The Earl of Tasride smiles with the craven servility of a man with many unmarried daughters and nieces in the presence of an eligible bachelor. Most eligible bachelor. Too much really for an undowered charity-case. Why do they even try? "A pleasure, Lord Thom. Milady?"

She looks up, the smile that is blossoming on her soft lips reflected in her timid eyes. Silver eyes flecked lilacs and pale golds. Like crystal in the sunlight.

His breath catches.

"May I have this dance?"

"With pleasure, Your Grace."

Amethyst studs twinkle on her bodice.

The melody swirled. Louder, faster. She was as graceful as any he'd challenged on the fencing court but feather-light in his arms. Mithros, he had never seen eyes like hers.

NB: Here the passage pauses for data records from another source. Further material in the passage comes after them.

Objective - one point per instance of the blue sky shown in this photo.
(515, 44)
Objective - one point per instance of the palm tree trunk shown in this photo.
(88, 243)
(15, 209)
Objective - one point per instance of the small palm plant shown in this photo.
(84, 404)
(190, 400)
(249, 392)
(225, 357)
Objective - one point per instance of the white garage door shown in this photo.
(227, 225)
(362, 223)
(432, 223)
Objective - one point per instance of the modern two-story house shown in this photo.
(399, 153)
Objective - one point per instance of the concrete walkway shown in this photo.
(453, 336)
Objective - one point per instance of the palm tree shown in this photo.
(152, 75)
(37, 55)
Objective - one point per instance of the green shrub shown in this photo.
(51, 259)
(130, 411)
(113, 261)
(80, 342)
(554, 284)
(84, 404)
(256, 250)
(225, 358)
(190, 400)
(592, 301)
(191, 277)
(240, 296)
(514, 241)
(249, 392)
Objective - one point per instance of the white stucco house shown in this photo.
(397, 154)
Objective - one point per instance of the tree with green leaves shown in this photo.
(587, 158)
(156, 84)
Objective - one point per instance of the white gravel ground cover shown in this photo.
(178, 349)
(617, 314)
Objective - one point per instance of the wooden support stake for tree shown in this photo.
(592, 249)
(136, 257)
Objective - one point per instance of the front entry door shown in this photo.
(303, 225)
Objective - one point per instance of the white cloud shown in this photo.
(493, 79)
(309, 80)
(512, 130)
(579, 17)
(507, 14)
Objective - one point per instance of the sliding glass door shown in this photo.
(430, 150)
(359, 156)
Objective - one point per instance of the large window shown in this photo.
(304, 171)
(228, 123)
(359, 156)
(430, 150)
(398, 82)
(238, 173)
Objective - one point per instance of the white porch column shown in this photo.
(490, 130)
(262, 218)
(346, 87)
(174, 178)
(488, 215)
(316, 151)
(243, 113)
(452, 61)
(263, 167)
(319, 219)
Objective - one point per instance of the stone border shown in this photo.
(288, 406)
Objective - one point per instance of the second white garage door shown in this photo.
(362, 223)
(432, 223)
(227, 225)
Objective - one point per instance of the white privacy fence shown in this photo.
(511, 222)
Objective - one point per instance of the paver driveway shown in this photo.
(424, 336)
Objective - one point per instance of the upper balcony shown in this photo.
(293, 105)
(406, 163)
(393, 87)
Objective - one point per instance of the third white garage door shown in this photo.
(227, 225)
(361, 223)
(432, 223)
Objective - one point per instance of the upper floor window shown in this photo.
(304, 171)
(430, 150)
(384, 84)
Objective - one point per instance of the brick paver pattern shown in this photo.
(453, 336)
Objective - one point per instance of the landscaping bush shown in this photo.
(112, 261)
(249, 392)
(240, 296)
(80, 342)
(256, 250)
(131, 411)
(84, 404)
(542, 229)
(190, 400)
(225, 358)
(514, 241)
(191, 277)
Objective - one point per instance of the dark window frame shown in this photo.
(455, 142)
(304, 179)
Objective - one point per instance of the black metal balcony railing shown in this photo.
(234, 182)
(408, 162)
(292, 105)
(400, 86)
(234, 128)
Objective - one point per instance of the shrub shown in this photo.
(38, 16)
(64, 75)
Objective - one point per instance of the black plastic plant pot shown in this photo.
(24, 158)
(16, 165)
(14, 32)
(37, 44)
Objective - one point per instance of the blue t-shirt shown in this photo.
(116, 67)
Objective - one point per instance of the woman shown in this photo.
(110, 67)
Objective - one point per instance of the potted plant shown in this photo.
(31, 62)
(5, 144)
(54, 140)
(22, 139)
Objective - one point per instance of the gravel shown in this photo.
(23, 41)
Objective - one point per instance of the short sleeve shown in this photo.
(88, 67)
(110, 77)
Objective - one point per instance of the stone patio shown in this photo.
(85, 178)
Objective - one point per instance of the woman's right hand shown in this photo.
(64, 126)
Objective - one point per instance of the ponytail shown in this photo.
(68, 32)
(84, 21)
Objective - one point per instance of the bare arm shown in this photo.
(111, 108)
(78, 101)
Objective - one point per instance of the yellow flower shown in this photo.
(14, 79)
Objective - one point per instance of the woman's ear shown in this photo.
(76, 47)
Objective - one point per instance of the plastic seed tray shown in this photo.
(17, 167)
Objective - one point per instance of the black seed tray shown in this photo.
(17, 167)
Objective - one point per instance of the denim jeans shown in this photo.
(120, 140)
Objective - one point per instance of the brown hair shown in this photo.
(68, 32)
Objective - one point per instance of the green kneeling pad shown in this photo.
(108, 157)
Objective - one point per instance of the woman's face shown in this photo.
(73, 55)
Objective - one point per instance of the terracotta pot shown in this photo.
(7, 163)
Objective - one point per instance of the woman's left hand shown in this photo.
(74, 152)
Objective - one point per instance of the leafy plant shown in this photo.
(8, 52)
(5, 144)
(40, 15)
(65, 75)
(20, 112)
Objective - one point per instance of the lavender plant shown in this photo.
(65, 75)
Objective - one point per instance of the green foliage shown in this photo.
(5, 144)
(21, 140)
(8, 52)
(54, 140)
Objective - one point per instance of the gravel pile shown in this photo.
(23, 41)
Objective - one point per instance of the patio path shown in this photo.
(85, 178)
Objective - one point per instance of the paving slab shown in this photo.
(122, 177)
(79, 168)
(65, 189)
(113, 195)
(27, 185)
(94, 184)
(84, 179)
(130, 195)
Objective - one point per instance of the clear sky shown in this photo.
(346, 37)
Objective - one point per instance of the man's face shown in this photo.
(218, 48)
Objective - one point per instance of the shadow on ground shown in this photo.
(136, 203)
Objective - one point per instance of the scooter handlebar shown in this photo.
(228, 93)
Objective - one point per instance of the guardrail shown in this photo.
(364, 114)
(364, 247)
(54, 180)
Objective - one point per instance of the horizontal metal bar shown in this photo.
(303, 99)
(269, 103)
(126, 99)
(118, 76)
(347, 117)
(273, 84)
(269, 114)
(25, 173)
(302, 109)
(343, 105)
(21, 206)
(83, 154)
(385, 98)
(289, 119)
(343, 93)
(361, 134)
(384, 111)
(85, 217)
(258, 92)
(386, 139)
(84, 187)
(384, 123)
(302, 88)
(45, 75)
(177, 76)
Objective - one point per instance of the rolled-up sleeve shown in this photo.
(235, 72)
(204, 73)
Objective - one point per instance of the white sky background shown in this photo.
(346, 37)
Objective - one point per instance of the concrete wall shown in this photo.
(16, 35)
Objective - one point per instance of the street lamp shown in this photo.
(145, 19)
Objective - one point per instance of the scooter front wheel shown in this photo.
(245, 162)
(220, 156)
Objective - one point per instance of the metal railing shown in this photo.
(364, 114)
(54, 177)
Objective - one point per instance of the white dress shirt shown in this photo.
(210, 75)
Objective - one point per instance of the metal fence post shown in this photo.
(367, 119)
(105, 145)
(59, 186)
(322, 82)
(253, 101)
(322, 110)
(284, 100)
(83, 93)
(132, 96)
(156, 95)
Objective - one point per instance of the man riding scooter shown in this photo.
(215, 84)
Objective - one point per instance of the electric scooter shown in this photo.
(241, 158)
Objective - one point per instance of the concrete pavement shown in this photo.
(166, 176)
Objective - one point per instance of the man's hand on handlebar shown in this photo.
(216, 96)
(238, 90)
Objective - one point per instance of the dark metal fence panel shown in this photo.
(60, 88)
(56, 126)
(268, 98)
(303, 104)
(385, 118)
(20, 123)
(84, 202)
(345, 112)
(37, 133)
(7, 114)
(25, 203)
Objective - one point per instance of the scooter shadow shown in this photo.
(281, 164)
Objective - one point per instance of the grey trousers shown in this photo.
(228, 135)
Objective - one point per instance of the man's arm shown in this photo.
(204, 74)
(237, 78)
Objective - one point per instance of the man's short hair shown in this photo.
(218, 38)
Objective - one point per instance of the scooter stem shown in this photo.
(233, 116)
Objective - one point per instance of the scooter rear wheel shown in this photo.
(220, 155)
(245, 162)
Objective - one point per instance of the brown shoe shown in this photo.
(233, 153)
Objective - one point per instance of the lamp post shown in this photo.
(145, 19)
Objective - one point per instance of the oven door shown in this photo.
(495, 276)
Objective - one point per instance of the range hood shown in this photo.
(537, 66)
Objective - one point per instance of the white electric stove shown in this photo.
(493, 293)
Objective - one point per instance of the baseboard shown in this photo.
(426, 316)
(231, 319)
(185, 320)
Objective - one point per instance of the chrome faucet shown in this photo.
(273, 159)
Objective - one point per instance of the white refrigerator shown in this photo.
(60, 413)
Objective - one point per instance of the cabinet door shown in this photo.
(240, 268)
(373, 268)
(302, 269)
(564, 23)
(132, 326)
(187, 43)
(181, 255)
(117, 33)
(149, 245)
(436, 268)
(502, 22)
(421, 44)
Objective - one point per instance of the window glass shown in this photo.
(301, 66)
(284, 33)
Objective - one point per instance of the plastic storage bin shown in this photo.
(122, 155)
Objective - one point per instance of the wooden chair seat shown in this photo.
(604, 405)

The pearl-stitched hem fans in a blurred circle around his feet. Clearly, King Roger has deemed it fit to enrich the coffers of his pet court-mage. "How do you find court, Lady Alanna?"

Green silk brushes against him. She exchanges a smile rippling with mockery with the girl. Chestnut curls and crimson lips - it is no wonder that she is partnered with the king. Gary will soon be composing poetry to the little beauty.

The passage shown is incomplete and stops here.